HENRI MATISSE Flores 1945 |
1. Uma vez mais, o país televisivo agitou-se por causa da presença de José Sócrates na televisão. É uma discussão pueril e ociosa que, como todas as desventuras do género, se espalha como um vírus nas “redes” de má língua que se dizem “sociais”. Envolve exactamente a mesma irrisão dos demagogos que apregoam os horrores da reality TV como “aquilo que o povo quer”, tentando passar entre os pingos da chuva mediática sem enfrentar a mais funda questão estética: como representamos o factor humano? E também a mais rudimentar certeza social: o povo não faz programações, quer dizer, programar envolve escolhas filosóficas e responsabilidades sociais.
2. José Sócrates pode ser visto como a mais violenta encarnação do demónio (coisa que até pode dar um excelente romance, mas não vejo nenhum dos seus inimigos com talento suficiente para o escrever). Não é essa a questão que aqui se refere, mas sim aquilo que obviamente o excede — chamemos-lhe o “caso Sócrates” — e o seu terrível valor sintomático. Em relação a quê? Ao funcionamento da nossa democracia televisiva e, sobretudo, à trágica escassez de pensamento que a faz mover.
3. De facto, há décadas que o pequeno ecrã nos presenteia com os mais variados comentadores políticos. Dos mais inteligentes aos banalmente medíocres, pluralidade é coisa que não nos tem faltado. Podem falar para um interlocutor mais ou menos memorável, ou tentar que as suas preces cheguem aos céus. Podem dizer coisas interessantíssimas sobre os seus partidos e nem sempre tão interessantes sobre os partidos dos outros. E por aí fora... Mas ninguém esboça a mais pequena dúvida sobre a pertinência e o valor social do pobre imaginário político que sustenta a sua figuração televisiva, a não ser quando o “contraditório” nos permite, finalmente, saber o sexo dos anjos.
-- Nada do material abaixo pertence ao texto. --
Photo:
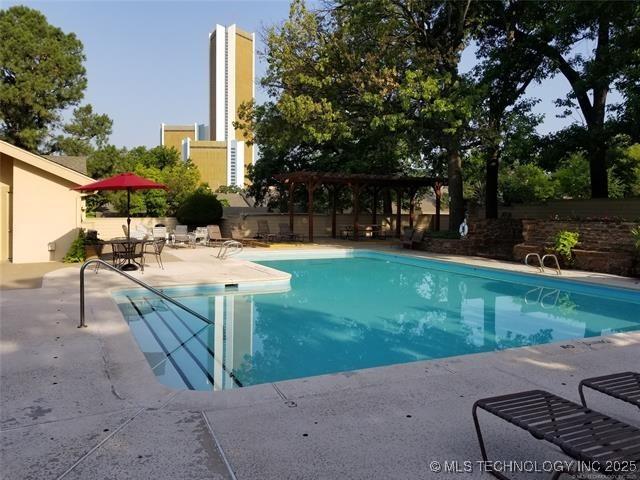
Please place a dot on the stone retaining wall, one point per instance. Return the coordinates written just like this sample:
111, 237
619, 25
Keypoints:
605, 246
602, 236
493, 238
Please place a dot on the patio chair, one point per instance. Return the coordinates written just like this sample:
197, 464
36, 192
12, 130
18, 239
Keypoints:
181, 235
155, 248
412, 237
214, 235
159, 232
287, 234
624, 386
264, 233
581, 433
200, 234
138, 252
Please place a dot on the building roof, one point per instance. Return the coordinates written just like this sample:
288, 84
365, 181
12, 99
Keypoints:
44, 164
77, 163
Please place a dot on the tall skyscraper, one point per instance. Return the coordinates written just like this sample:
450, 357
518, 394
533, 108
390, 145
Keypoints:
220, 151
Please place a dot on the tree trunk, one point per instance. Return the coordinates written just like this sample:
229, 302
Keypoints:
386, 202
491, 187
456, 200
597, 154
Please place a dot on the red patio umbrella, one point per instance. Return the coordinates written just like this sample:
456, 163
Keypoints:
123, 181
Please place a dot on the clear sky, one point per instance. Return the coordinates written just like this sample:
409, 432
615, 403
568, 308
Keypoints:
147, 61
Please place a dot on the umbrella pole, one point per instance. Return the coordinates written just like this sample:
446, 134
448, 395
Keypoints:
130, 265
128, 214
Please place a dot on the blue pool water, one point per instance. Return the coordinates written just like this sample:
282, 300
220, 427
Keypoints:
370, 310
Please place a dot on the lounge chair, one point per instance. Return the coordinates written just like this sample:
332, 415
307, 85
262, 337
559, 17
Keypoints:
214, 235
238, 236
412, 237
155, 248
264, 233
583, 434
287, 234
624, 386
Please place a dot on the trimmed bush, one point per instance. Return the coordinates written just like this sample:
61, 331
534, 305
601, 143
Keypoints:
200, 209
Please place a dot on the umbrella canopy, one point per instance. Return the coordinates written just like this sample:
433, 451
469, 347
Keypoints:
128, 182
123, 181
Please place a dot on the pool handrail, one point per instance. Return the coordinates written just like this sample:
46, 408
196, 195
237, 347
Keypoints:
135, 280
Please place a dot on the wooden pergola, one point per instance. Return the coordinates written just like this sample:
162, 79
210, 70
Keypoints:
357, 182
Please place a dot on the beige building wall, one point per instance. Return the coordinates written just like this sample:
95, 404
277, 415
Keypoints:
244, 82
43, 209
211, 159
6, 189
173, 135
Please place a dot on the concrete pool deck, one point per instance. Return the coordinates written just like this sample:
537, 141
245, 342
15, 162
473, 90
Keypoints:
84, 403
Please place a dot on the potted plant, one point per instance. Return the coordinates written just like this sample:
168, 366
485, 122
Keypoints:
92, 245
563, 244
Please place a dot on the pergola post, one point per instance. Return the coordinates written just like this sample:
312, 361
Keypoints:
310, 188
437, 189
412, 195
374, 210
334, 206
356, 208
398, 212
291, 187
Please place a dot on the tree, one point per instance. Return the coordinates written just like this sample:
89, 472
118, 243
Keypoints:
200, 208
554, 29
41, 74
85, 133
505, 73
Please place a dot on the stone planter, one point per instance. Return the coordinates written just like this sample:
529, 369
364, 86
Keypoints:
91, 251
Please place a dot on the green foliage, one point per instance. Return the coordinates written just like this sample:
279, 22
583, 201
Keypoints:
41, 73
200, 208
564, 242
76, 251
635, 234
86, 132
229, 189
160, 164
526, 184
573, 177
625, 168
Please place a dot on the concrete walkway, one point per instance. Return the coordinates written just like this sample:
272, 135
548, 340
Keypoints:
84, 404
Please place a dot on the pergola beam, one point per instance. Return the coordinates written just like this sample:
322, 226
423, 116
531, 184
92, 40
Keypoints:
357, 181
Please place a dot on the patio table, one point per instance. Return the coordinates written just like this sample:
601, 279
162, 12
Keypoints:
126, 248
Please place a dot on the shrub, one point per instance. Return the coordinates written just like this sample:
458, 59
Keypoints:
199, 209
564, 241
76, 250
4. Claro que, com muito ou pouco talento (não é isso que está em causa), Sócrates também é uma personagem desse imaginário político. O que não se compreende é que ele suscite tão caricatos jogos florais, quando todos os outros são igual expressão do mesmo banal sistema de enquadramento televisivo da política...
5. Há, talvez, uma explicação: todos os comentadores políticos foram escolhidos pelo “povo” — Sócrates entrou no estúdio disfarçado de concorrente de O Preço Certo.